In Windows 11 there’s a button on the taskbar next to the start button that lets you switch between multiple desktop environments. It seems like something that would probably be useful in theory, but I can’t think of any reason why I would want to use it. Is it actually useful? What do people use it for?
If it’s anything like Mac’s, it’s a cleaner way to jump between apps without having to constantly adjust your windows. While I work, I have a desktop for Photoshop, Illustrator, Chrome, and one for both Slack and Outlook.
I work as an engineer and I use it like a desktop for each project. Works very well when you need to work on more than one project at a time - all the programs, files, folders, browser tabs for one project are on one screen exactly where I left them, and exactly in the layout where I left off.
I also keep the first desktop as a HOME screen, where I have email, Teams, Zoom, and my timesheet program. If I need to talk to someone about a project while I work on it, I just pop that chat out into a new window and move it to the respective desktop.
The only limitation is that if you open something (like an Excel file) through Windows Explorer on desktop 1, but you have an instance of the program already running on desktop 3, it will jump around the desktops and open on the one where it’s already open. I have no idea why, not all programs do that, but it’s easy to move it to the correct place.
Also it’s even more hand if you learn the keyboard shortcuts.
Sounds like excel is still doing what it has done for a while. Even though windows can finally (again) treat excel instances separately in the task bar, clicking one brings up the single excel window containing all excel files open. So if I open a 2nd excel file, then x it out, the 1st file is on top now. This doesn’t bug me when it’s the browser or Adobe because those at least clearly present as tabbed items and, more importantly, can be broken out to different windows
I did something similar, but was annoyed by all the jumping around when opening excel or word or PDFs… Plus even just having a group of emails and an explorer window open on a couple desktops really starts to eat ram it seems. Forget about solid works in that situation.
If they allowed you to save desktops and fixed the jumping issues it might be useful.
Depot was so much better.
So, if I used SolidWorks or AutoCAD more, it would be a different story. I do most of my work in Revit which is OK on using RAM. And I wish I could save desktops, that’d be cool.
What’s Depot?
Dexpot was a virtual desktop fir Windows that appears to be abandoned
i’m on Linux and i use a grid of 20 desktops… on 2 screens. (so 40 desktops total) but generally it’s a single window per desktop. i have tiling, so windows don’t overlap with each other
I use this regularly on a laptop, but almost never on a desktop.
It’s really nice if you have multiple full screen apps you’re switching back and forth from them pretty regularly, ie IDE in one env, browser in another, both can be full screen and switched without minimizing the other.

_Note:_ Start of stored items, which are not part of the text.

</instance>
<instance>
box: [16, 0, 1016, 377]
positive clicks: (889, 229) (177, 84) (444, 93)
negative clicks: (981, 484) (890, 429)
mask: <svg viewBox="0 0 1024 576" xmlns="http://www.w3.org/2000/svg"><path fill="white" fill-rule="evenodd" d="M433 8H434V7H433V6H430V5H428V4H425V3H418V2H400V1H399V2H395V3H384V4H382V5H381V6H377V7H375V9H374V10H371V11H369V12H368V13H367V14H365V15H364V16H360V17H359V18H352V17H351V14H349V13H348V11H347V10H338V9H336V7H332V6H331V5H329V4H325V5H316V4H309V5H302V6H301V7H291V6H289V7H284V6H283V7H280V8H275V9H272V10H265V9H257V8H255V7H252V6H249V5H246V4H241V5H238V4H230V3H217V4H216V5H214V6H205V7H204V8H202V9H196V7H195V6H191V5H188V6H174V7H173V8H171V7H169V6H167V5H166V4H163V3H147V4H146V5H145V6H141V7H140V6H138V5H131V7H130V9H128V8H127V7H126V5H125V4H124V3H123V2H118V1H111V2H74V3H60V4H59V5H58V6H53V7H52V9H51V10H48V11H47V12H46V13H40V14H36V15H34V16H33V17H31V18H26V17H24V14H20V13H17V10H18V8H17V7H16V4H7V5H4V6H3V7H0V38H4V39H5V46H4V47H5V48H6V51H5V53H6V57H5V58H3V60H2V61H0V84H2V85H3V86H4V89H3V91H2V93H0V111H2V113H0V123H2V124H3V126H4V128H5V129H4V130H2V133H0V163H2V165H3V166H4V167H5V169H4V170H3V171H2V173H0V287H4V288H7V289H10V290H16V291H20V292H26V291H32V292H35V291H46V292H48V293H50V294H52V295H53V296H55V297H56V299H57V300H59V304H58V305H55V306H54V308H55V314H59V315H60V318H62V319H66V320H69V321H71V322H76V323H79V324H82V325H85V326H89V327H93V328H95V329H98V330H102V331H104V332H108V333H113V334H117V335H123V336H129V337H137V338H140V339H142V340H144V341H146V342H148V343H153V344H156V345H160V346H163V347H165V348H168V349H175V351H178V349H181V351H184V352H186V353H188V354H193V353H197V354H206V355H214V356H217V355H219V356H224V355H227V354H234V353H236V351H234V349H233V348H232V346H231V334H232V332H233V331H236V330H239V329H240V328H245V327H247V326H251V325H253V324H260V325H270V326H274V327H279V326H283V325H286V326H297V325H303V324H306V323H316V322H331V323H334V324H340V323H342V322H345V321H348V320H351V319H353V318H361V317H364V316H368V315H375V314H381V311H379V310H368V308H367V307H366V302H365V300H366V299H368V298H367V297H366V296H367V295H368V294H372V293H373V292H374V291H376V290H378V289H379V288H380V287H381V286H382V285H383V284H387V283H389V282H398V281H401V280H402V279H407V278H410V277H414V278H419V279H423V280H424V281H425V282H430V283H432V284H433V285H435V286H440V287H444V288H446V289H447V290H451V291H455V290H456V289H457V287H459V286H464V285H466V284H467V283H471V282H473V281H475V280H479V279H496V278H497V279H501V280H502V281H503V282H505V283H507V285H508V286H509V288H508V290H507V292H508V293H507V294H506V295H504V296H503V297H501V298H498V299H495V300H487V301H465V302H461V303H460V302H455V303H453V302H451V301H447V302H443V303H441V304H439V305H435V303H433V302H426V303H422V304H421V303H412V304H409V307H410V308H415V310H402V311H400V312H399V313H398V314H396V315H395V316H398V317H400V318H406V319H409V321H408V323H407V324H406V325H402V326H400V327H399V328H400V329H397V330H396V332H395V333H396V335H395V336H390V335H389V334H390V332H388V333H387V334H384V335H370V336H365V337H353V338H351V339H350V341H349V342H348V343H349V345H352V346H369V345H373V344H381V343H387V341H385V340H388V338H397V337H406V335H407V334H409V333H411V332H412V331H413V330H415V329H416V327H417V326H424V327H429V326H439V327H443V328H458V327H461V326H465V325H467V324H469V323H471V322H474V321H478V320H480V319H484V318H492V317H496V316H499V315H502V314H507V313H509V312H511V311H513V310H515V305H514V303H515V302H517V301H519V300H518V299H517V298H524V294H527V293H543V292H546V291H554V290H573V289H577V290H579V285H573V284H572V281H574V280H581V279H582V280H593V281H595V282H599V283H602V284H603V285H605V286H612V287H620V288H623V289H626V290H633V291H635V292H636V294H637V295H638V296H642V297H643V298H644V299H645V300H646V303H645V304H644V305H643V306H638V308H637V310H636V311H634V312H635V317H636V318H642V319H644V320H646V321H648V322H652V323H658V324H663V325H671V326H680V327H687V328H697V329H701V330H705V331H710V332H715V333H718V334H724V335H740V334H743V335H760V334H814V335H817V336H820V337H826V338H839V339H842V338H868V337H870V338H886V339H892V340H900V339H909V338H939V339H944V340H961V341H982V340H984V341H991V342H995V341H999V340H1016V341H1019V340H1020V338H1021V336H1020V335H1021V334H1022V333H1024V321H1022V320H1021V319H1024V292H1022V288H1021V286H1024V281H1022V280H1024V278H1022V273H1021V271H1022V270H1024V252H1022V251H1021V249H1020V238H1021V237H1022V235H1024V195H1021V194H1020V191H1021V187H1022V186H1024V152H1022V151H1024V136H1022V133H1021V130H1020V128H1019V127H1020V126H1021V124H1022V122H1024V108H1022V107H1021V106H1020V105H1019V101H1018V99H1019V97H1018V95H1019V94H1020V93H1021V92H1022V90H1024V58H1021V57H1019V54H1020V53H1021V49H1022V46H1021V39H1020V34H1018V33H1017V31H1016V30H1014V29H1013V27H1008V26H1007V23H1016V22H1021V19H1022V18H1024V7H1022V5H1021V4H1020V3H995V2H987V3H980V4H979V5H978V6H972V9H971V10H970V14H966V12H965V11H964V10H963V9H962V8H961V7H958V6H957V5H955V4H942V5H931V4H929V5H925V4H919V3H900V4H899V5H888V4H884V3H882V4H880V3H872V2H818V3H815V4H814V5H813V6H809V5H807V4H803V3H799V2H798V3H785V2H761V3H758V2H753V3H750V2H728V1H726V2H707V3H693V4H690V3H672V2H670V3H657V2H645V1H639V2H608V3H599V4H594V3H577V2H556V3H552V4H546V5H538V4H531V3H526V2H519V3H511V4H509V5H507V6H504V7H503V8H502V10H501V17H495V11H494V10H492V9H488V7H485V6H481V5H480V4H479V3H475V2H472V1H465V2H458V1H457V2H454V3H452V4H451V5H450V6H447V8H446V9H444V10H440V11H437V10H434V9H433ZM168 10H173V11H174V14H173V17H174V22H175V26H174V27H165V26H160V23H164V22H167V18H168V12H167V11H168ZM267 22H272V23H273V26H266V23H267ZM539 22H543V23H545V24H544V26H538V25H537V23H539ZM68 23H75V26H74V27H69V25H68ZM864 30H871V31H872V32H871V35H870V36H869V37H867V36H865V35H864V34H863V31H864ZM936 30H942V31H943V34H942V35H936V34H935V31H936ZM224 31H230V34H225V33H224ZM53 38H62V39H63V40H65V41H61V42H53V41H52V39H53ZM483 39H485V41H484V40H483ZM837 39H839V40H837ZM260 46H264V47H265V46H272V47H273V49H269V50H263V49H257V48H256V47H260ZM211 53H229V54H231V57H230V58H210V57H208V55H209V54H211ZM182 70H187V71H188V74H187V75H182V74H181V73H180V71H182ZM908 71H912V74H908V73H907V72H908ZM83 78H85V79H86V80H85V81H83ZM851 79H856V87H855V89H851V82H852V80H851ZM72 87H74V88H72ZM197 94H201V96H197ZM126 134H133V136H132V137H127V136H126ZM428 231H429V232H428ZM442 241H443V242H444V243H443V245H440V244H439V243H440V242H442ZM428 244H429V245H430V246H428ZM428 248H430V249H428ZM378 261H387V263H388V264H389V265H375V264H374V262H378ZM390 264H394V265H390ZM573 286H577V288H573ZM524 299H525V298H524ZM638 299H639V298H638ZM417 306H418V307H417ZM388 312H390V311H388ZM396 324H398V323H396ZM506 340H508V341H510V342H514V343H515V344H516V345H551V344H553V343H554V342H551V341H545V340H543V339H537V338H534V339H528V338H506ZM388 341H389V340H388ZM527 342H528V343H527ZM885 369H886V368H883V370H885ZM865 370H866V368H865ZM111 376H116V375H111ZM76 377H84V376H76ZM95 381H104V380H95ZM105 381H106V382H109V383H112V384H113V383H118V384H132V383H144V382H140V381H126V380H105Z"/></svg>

Multi Monitor setups often solve the same problem.
How is this different from just alt-tabbing to a different Fullscreen application?
I’ve had cases where a game crashed and I couldn’t open any other window including the task manager. I could alt tab to it, but when I try opening it it would instantly revert back to the crashed game. But if you move task manager to another desktop and switch to that desktop, you can force close the crashed game. Pretty much a fringe case and I’ve never found another reason to use this feature personally.
Did you use Ctrl + Shift + Esc to directly open Task Manager? If so, you may get different results with Ctrl + Alt + Del and choosing it from the manager. C/S/E asks for the manager, C/A/D demands it. I can’t promise the game won’t still override it but a fun fact either way
I have task manager forced front, so even if my game shits the bed the task manager will always appear in front of it.
Oh my God please tell me how to do this
Modded Minecraft frequently shits bricks.